O Conjunto de Favelas do Alemão foi ocupado em 2010 pelas forças de segurança do estado, mas ainda assim houve resistência do tráfico de drogas e confrontos entre policiais da UPP e criminosos se tornaram frequentes na comunidade. Segundo o governador, o Estado vai fortalecer a política de pacificação no Alemão e em outras comunidades.

"A gente já vem discutindo o fortalecimento de algumas UPPs. O Alemão é uma delas. Vamos entrar mais forte, fazer uma reocupação. Vamos fortalecer, colocando mais policiais. Nesses três meses de governo, já formamos mais de 1.100 PMs e vamos intensificar a ocupação no Alemão", garantiu Pezão.
 O governador reafirmou que, apesar dos recentes confrontos, o Estado não vai recuar.

"É um processo de seis, sete anos, que a gente tem que ir reavaliando, vendo o que deu certo, o que deu errado, e ir adaptando. A gente sabe que não é só segurança.
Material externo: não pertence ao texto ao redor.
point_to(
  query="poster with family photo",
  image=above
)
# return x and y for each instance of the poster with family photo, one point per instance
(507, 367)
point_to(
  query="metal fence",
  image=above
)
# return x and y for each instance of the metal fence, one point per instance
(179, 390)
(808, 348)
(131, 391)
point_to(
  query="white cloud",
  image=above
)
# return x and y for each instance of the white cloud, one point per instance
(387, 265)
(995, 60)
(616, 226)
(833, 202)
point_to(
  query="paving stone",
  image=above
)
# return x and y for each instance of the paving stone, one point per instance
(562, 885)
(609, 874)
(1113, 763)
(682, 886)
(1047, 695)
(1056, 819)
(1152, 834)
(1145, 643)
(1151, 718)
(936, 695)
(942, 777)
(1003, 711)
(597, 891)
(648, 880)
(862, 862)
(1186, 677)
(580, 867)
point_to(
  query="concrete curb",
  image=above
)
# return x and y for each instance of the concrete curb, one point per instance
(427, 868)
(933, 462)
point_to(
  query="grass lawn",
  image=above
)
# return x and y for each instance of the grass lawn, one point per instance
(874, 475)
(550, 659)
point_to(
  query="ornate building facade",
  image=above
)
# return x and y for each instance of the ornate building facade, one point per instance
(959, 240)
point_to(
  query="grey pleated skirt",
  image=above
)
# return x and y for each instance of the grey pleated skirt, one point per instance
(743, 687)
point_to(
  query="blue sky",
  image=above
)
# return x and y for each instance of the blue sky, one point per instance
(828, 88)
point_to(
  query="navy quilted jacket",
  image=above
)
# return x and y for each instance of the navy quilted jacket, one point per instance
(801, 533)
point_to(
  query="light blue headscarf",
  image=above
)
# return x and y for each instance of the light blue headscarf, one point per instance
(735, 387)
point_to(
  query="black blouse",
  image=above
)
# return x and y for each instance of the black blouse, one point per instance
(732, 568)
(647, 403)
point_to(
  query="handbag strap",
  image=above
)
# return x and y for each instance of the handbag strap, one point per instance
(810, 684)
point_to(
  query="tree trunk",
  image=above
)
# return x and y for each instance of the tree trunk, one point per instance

Segurança é um instrumento para nós levarmos a saúde, a educação, a ação social, o tratamento de esgoto, o abastecimento de água. Estamos fazendo um grande esforço e não vamos retroceder. Pelo contrário, segurança continua sendo o nosso mantra, nossa política mãe. Vamos continuar investindo fortemente no Alemão e nas áreas mais conflagradas", destacou o governador.
Pezão explicou ainda que não será necessário o uso das Forças Armadas no Alemão. Segundo o governador, além da contratação de novos policiais, os efetivos das UPPs passarão por uma reciclagem.

"Nós já começamos o treinamento desses policiais pelo Morro São João. O trabalho é feito com policiais do Bope e do Choque que entram nas comunidades  e ficam até dez dias. Vamos fazer isso em todas as UPPs, além de continuar formando novos policiais. Nós temos mais seis mil policiais que passaram no concurso e vamos contratar ainda esse ano", disse Pezão.
Atualmente, as UPPs dos complexos do Alemão e da Penha contam com 2.170 policiais militares, sendo 1.230 somente no Alemão.

Na tarde de sexta (3), a Coordenadoria de Polícia Pacificada (CPP) informou que não descartava uma ocupação completa no Conjunto de Favelas do Alemão, na Zona Norte. Na quinta (2), a CPP anunciara que iniciava um reforço no policiamento com a atuação de policiais do Comando de Operações Especiais (COE), do Batalhão de Operações Policiais Especiais (Bope), do Batalhão de Polícia de Choque (BPChq) e do Batalhão de Ações com Cães (BAC) - reforçam, desde ontem, o policiamento no Complexo do Alemão. Um centro de comando do COE, instalado na Coordenadoria de Polícia Pacificadora, monitora a ação das forças especiais e avaliará se será necessária uma ocupação completa.

A CPP informou ainda que o contêiner da Base Avançada do Alemão, que fica na Rua Canitar, será retirado. Em seu lugar está sendo montado um ponto de fortificação. Na sede administrativa da UPP Nova Brasília também está sendo instalado um ponto de fortificação. O contêiner será retirado futuramente. A Coordenadoria da Polícia Pacificadora avalia a necessidade de mais pontos de fortificação e instalações de cabines blindadas.

Baleados
Na quinta-feira (2), o menino Eduardo de Jesus Ferreira morreu após ser atingido por uma bala perdida, no Conjunto de Favelas do Alemão. Ele brincava no celular na porta de casa, quando foi baleado. A morte do menino gerou protesto de moradores da comunidade, na sexta-feira (3). Houve confronto entre a PM, que lançou bombas de gás e spray de pimenta, e manifestantes.

Pelo menos outras duas pessoas foram atingidas por balas perdidas no Alemão desde a tarde desta quarta (1º) – uma mulher morreu e a filha dela ficou ferida. No total, além de Eduardo, outras seis pessoas foram baleadas em dois dias – três morreram. Há cerca de 90 dias seguidos os moradores do Alemão convivem com intensos tiroteios.

Pela manhã, uma base da Unidade de Polícia Pacificadora (UPP), na Rua Canitá, foi atacada. Janelas da unidade, que funciona dentro de um contêiner, foram quebradas. Segundo o CPP, pessoas não identificadas também colocaram fogo em uma caçamba de lixo que fica ao lado da unidade. O fogo em um colchão chegou a atingir uma parte da base.